25 November 2020
Sealing a suture-free future
Published online 15 October 2017
A new suture-less sealant engineered from a protein derived from human tissue is effective for wound closure in dynamic tissues.
Sutures, staples, and wires enable wound closure, but healing fragile or elastic tissue, like a breathing lung after a pneumothorax, is more challenging.
Synthetic surgical sealants help address this challenge, but often only possess one or two of the following optimal characteristics: elasticity, tissue adhesion, non-toxicity, and biocompatibility.1
An international team led by Nasim Annabi and Ali Khademhosseini, who is affiliated with the King Abdulaziz University in Saudi Arabia, endeavoured to engineer a material that effectively met all the requirements, publishing their results in Science Translational Medicine.2
The team cross-linked tropoelastin, which produces the protein that makes up the elastic fibres in human tissue, using a reagent (methacrylate) activated by a burst of light, to produce a highly elastic hydrogel they called MeTro.
The sealant was successfully applied to preclinical rat and porcine models.
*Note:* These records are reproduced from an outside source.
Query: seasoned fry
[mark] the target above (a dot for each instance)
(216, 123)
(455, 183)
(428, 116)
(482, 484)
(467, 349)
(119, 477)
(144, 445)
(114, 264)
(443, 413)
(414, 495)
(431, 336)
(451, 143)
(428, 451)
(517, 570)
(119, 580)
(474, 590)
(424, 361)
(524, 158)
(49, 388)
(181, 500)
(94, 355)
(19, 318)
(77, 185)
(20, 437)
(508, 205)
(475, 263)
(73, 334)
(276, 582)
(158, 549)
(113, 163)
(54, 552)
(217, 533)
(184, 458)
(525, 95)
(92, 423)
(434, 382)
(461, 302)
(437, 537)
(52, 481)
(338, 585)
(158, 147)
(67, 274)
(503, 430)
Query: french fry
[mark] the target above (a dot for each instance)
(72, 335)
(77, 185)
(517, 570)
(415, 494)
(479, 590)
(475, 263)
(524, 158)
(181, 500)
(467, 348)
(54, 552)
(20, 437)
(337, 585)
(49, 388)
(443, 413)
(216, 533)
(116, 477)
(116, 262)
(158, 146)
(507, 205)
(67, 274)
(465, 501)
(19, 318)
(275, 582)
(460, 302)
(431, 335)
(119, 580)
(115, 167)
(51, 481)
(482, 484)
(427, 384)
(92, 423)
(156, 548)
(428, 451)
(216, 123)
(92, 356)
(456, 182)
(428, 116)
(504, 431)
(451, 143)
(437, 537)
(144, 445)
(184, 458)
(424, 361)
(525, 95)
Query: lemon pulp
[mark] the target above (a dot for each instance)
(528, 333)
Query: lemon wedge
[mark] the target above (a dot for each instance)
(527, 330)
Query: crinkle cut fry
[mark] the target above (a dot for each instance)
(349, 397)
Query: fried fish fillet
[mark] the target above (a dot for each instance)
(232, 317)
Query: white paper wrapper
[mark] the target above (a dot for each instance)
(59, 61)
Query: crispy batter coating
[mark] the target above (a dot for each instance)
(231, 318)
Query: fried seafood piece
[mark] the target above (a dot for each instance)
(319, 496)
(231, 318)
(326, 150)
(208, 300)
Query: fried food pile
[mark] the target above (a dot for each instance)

It was biocompatible (since it was derived from human tissue) and remained in place for two weeks of follow up, with no toxicity and controlled in vivo degradation.
Compared with several commercially available sealants, MeTro provided greater tensile strength, elongation, adhesive strength, and burst pressure resistance.
Khademhosseini stated that “[MeTro] checks off all the boxes of a highly versatile and efficient surgical sealant with potential beyond pulmonary and vascular suture and staple-less applications.”
The team now hope to launch the first phase of human clinical trials and investigate other adhesion methods to guide the next-generation of MeTro formulations.
1. Annabi, N., Yue, K., Tamayol, A. & Khademhosseini, A. Elastic sealants for surgical spplications. Eur. J. Pharm. Biopharm. 95, 27–39 (2015).
2. Annabi, S. et al. Engineering a highly elastic human protein-based sealant for surgical applications. Sci. Transl. Med. 9, eaai7466 (2017).